With the unspeakable horrors ISIS routinely commits against women well-publicised, what’s even more shocking to many is that there are some women who voluntarily join ISIS – sometimes even running away from their homes in Europe or the West and traveling thousands of miles to do so.
The roles of these women are varied once they join ISIS. The vast majority are married off to male ISIS militants, while others are assigned to work on social media channels such as Facebook and Twitter to try and lure more women to ISIS. Still others join the feared Al-Khansaa Brigade, an all-female paramilitary group tasked primarily with enforcing ISIS’ perverted interpretation of Islamic law on other women. They’re said to be responsible for crimes including torturing and executing other women.
While much has been written about the hundreds – if not thousands – of young women who have voluntarily joined ISIS, much less attention has been paid to the reasons why they join. The Institute for Strategic Dialogue and the International Center for the Study of Radicalization at King’s College London says the reasons can vary, but can include anger over persecution of Muslims, a desire to be part of a sisterhood with similar beliefs, and the belief that fighting is empowering.
How can ISIS be stopped?
That’s a question many are asking.
An aerial bombing campaign by the United States and others that began in 2014 has seemingly done little to loosen ISIS’ hold over much of its territory. Further complicating matters is the ongoing civil war in Syria, which is pitting the government of Bashar al-Assad – whose atrocious human rights record has been criticised by many, including New Zealand prime minister John Key – against a vast array of disparate rebel groups, including ISIS, with wildly different goals.

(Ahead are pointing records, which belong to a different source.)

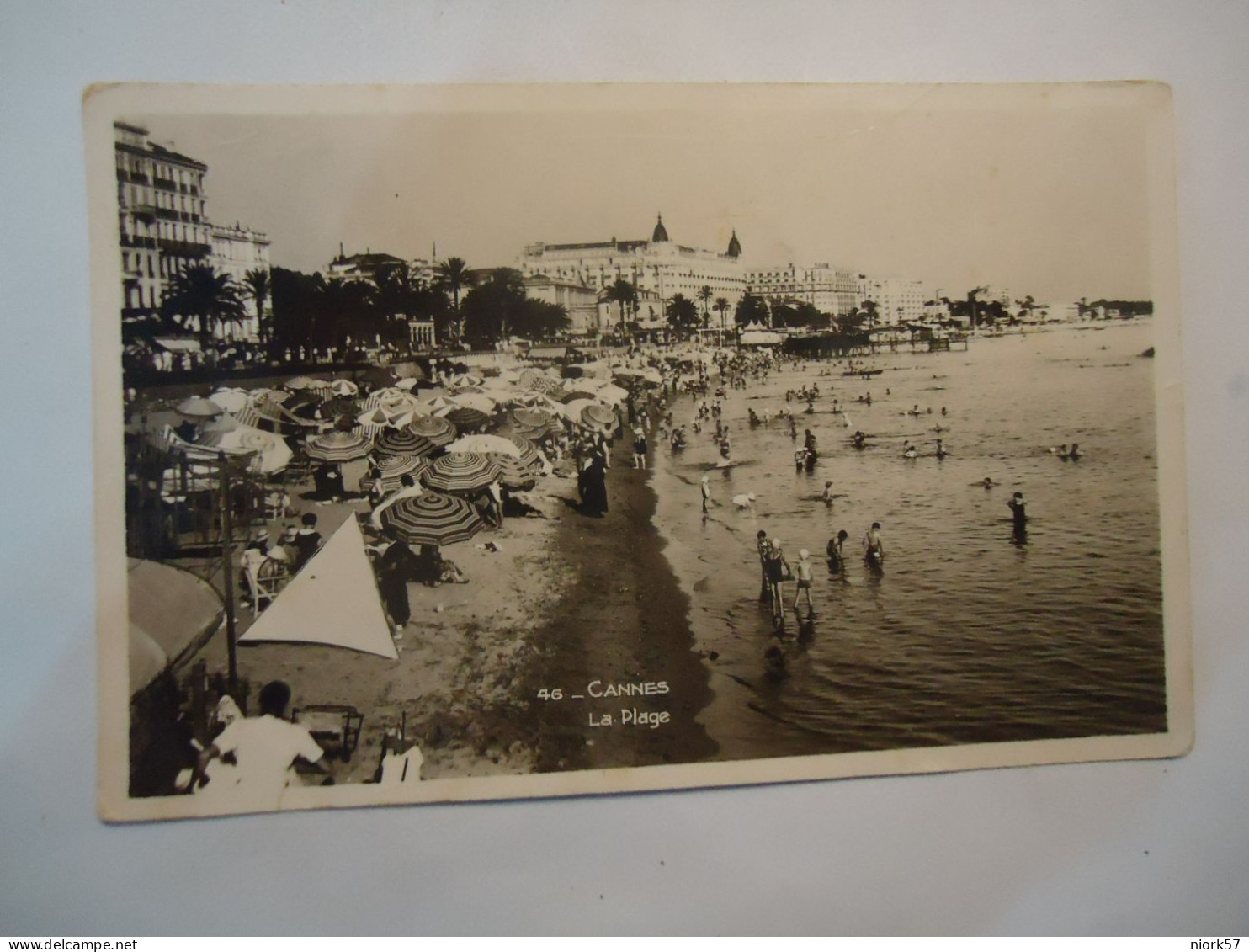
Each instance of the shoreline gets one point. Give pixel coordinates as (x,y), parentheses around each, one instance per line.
(622,619)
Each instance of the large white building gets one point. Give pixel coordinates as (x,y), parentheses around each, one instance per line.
(162,215)
(237,252)
(898,300)
(660,269)
(831,290)
(164,227)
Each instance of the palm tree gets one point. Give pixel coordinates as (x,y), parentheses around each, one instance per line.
(454,278)
(624,294)
(203,293)
(258,284)
(704,295)
(683,312)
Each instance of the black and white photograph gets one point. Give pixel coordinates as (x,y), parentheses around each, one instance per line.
(480,443)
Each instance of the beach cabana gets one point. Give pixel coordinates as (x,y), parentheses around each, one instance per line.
(332,601)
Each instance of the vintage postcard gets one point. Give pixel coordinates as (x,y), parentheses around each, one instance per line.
(474,443)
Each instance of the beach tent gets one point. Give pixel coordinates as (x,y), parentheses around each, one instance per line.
(172,614)
(333,601)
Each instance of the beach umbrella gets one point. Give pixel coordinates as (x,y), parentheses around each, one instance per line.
(392,469)
(404,443)
(461,472)
(465,417)
(572,409)
(433,519)
(475,402)
(598,416)
(390,396)
(435,404)
(529,454)
(337,446)
(612,394)
(338,407)
(532,418)
(542,382)
(377,416)
(271,453)
(513,472)
(200,409)
(486,444)
(433,428)
(231,399)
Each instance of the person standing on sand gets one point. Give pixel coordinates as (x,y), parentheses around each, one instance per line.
(1019,513)
(779,572)
(836,560)
(803,572)
(874,549)
(764,549)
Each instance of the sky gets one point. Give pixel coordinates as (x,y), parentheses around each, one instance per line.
(1039,190)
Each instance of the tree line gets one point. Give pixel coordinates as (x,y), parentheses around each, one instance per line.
(310,310)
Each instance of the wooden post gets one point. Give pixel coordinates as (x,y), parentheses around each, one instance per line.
(227,569)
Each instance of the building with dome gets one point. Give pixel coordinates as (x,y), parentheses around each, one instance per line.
(660,269)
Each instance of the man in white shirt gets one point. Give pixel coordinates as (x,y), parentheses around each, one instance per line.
(263,750)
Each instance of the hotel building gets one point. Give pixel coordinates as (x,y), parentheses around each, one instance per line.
(658,269)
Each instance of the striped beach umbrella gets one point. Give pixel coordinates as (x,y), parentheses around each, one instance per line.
(465,418)
(433,428)
(486,444)
(534,418)
(598,416)
(461,472)
(392,470)
(337,446)
(200,409)
(476,402)
(433,520)
(513,472)
(404,443)
(529,453)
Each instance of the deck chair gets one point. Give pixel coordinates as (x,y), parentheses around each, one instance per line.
(266,577)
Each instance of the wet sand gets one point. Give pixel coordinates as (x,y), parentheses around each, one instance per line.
(621,621)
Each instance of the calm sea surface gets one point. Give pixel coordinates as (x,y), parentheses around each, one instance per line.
(968,635)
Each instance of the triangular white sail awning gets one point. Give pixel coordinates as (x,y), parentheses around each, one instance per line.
(333,600)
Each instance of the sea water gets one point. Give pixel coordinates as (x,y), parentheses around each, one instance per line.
(970,634)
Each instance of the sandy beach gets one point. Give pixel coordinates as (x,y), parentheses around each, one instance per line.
(566,598)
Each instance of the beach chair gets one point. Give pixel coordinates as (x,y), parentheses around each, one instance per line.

But ISIS is so brutal, even contemporary enemies such as Russia and the United States have said they need to work together to fight them. Over 60 countries are at war with the group, including New Zealand. Kiwi military instructors are currently in Iraq helping train Iraqi soldiers to fight ISIS, and humanitarian aid from NZ has also been delivered.
Of course, the presence of Kiwi military personnel in Iraq also makes New Zealand a potential target for ISIS. John Key, Defence Minister Gerry Brownlee, and intelligence experts have all warned there is the potential either ISIS or ISIS-inspired individuals could carry out attacks on our shores in retaliation, though so far their fears have been unfounded.
For now, we can only hope it stays that way.